1859 John Marshall portrait has its lustre restored

The huge portrait in Mrs. Tartt's studio.
The 10-week restoration continues.
Mrs. Tartt with the portrait before its return to the courthouse.

By Mark Trible | Fauquier NOW | July, 3rd 2013

He made it 154 years.

From his parlor chair, John Marshall kept watch in a 5-by-9-foot oil portrait behind the bench of the Fauquier County General District courtroom.

Aside from a trip to Cincinnati for safekeeping during the Civil War and rescue from a courthouse fire in 1886, Mr. Marshall continuously looked over proceedings.

On April 16, the likeness of the longest-serving chief justice in American history disappeared from the Warrenton courtroom.

He went to Judith Watkins Tartt's studio outside of town.

A native of Washington, D.C., who began conserving art in the mid-1970s, Mrs. Tartt worked tirelessly on the project. So much so that she and "John" knew one another on a first-name basis by the time he returned to the courthouse Tuesday, July 2.

"It's great on a lot of levels," Mrs. Tartt said. "It's a great painting, because it's monumental. It's a great man. It makes me feel a part of Warrenton. Every time I drive or walk by the courthouse, I'll know a part of me is here."

William D. Washington – a Clarke County native who lived in Fauquier – painted the portrait in 1859.

The county paid him $500, the equivalent of about $14,000 today.

Fauquier paid $20,138 for the portrait's recent restoration.

Although the painting already needed conservation, an errant toss made Mrs. Tartt's work immediately necessary.

Tossing keys to a colleague, a court bailiff overshot the mark. The keys hit and tore a small hole in the portrait.

When Mrs. Tartt got the contract, she emphasized that her repair and enhancement could be undone if better conservation techniques came along.

She undertook a 14-step process to restore "John."

First, she carefully cleaned the painting. With a small scalpel, Mrs. Tartt painstakingly removed any dirt, grime or weave irregularities from the back.

Then, she prepared a support for the portrait and relined it. Once Mrs. Tartt finished a complete cleansing, she began "inpainting" – a restoration technique used to retouch.

She added new hanging hardware and put a non-acidic backing board to add support after inpainting.

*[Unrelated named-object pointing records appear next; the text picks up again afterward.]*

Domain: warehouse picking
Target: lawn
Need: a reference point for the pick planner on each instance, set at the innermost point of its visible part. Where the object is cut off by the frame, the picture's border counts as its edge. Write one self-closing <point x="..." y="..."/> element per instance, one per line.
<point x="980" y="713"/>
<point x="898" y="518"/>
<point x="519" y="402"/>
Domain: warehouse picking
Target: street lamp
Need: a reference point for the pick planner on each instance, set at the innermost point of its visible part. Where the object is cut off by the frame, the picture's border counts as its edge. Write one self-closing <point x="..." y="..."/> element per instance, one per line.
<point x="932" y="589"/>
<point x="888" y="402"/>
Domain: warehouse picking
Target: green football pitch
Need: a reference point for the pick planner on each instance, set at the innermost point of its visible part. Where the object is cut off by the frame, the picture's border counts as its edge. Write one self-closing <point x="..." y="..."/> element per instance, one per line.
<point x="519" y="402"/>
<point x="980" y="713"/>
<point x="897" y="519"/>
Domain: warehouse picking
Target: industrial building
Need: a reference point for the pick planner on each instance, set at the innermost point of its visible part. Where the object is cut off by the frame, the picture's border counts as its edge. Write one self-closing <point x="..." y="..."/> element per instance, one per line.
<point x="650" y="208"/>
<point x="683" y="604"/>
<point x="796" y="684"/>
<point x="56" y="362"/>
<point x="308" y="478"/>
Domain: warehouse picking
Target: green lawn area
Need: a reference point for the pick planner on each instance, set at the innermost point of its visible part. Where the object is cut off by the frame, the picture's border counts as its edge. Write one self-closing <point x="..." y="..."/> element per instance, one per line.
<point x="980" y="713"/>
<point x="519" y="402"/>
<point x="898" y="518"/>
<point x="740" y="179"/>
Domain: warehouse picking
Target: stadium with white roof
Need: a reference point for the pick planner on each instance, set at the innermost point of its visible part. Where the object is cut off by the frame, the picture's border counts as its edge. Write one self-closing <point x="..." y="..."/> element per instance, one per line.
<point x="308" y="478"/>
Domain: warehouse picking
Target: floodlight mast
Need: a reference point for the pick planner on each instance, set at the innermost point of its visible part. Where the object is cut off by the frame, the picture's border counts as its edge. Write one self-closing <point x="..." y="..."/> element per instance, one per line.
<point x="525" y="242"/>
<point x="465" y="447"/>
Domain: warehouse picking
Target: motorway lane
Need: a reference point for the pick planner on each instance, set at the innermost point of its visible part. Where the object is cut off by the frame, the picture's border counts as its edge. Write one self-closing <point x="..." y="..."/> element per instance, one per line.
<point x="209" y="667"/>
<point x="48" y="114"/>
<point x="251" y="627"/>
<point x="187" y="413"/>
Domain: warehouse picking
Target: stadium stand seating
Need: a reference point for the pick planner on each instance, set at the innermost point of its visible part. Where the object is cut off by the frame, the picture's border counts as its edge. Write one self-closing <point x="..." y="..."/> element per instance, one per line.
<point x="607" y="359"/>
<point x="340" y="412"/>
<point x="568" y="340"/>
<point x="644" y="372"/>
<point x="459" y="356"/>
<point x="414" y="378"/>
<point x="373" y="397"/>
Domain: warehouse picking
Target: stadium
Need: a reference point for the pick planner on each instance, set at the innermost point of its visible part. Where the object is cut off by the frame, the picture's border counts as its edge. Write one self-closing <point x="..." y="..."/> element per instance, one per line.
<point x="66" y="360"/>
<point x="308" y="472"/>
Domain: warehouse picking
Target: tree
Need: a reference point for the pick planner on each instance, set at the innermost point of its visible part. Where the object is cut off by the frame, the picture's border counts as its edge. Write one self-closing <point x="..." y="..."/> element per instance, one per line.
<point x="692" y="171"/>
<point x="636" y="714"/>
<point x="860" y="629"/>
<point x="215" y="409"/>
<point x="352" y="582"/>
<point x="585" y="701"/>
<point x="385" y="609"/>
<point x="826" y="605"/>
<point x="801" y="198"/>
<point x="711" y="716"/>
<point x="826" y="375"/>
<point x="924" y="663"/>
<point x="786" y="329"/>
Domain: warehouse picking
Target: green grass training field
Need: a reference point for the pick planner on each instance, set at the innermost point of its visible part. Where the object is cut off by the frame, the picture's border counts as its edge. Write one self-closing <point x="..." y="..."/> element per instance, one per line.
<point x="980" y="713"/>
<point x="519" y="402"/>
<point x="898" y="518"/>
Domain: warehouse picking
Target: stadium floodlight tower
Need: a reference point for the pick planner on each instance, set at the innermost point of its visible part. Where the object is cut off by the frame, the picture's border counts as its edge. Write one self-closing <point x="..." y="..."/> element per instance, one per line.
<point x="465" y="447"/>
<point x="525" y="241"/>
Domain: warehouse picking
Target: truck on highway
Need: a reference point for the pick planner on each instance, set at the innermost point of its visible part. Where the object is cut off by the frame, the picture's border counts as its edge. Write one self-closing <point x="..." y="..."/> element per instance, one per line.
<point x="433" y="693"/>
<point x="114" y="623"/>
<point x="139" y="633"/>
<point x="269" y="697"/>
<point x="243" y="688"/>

Her objective remained clear: To preserve the portrait and the intent of Mr. Washington's strokes.

"It's like choreography, because you plan every single move out in your head," she said. "You always know exactly what you're doing.

"There are no shortcuts; every step has to be perfect. If it's not, your next step will be off."

When movers from Bonsai Fine Arts in Glen Burnie, Md., encountered problems resetting the painting Tuesday, Mrs. Tartt couldn't watch.

After the removal of a piece of molding from the wall, the former chief justice returned to his rightful place.

Sheriff's Deputy John Joerger has worked in the courthouse for a year and has the seen portrait's impact on the courtroom.

"He's definitely the focal point of the courthouse," said Deputy Joerger, 24. "People who come in the court sometimes stare at the painting instead of paying attention to what's going on."

For 75 days, Marshall's absence remained a hot topic.

"It felt awkward," Fauquier County General District Court Judge Gregory Ashwell said. "I've been in this courtroom since 1982 (as a prosecutor and judge), and to walk in and see that blank, it was odd to not see the icon of this courthouse here for the first time.

"It felt like a missing body part."

While the movers attempted to hang the portrait, Mrs. Tartt remarked about the other 20 portraits in the courtroom.

Some hang crooked. Others need restoration.

"Sometimes, people don't notice art unless they're looking at it," she said.

Now, it's hard not to notice Mr. Washington's original work.

"I think it looks great," Judge Ashwell said. "The detail it has, I never realized before. It's extraordinary."

Mrs. Tartt wanted to complete the restoration by Independence Day.

She finished two days before July 4.

The famous jurist, born just east of what today's Midland in 1755, will hang in the courtroom as the country celebrates its 237th birthday.

As an architect of our judicial system, Mr. Marshall's location seems perfect.

"He's going back to work," Mrs. Tartt said. "He's going back to court."